I don't understand how public WiFi is less safe than Bluetooth. If you are using SSHv2-only RSA or DSA keys for tunneling and have already pre-connected to the host (I prefer to do this on setup of the server over a cross-over cable), then it doesn't matter what wireless medium you travel over. Bluetooth drivers are probably also vulnerable in similar ways to WiFi. I wonder how well grsecurity or Vista prevent these types of driver attacks. Probably better than Mac OS X does.

I am using EVDO over BT with my laptop (Thinkpad) and pdaphone (Samsung i730) combination. But I use the web in safe ways (DieHard with multi-instance Firefox, NoScript, CookieSafe, LocalRodeo, PublicFox, Firekeeper, secure cookies over SSL - modified if I have to). I never allow more than one site to run Javascript at any time, and even then I close that browser instance both before and afterwards.

I plan on moving to USB EVDO Rev A once Rev A is available in my area. I don't consider it full-proof. Even GSM encryption can be downgraded to nothing if you have MITM. Right now saying HSDPA (or EVDO) is more secure than WiFi is simply a matter of security through obscurity. Neither are secure; I'd be interested to hear about any commercially-available wireless medium that is any more secure than any other. I can think of at least one that might stand some scrutiny: the Secure OLSR plugin.
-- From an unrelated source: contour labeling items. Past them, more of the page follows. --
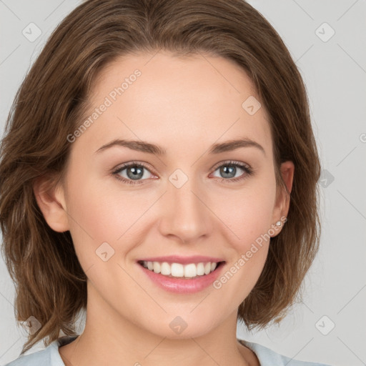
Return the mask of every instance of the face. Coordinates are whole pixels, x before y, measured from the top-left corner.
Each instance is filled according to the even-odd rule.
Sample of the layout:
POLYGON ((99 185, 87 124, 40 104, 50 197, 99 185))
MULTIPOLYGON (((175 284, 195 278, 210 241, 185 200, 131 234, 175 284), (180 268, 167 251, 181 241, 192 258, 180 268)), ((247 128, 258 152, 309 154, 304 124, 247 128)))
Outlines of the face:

@landon: I wasn't aware of the THC GSM Scanning project, but I used to play a lot with software defined radio (SDR/gnuradio) and GSM. These projects just prove that you don't need expensive equipment to sniff GSM, EDGE, etc. Hello, Apple iPhones.

Roland said...

Sprint offer the Novatel Ovation 720 USB dongle - works quite well.

Wade said...

I believe that it's not just security-through-obscurity for WCDMA.

Authentication Center (AUC) is used in WCDMA for data ciphering. This has a 5 set vector used to generate a key for each subscriber.

Communications between the handset(UE) and network elements (EG SGSN and MSC) are encrypted over the radio path for both voice and data using this AUC. Data integrity also exists on this path for MITM and reply.

This functionality also exists in GSM network.


ben said...

If you tether in order to avoid unsecure wifi, please make sure your phone is not using the same unsecure wifi. Recently I was surprised at my speed test results while in Sprint's 4g coverage area, comparing to 3g. While in 3g, the phone was using its wifi connection instead of EVDO, so it was acting as a simple wifi modem card, not as an EVDO modem. Had to expressly turn phone's wifi off.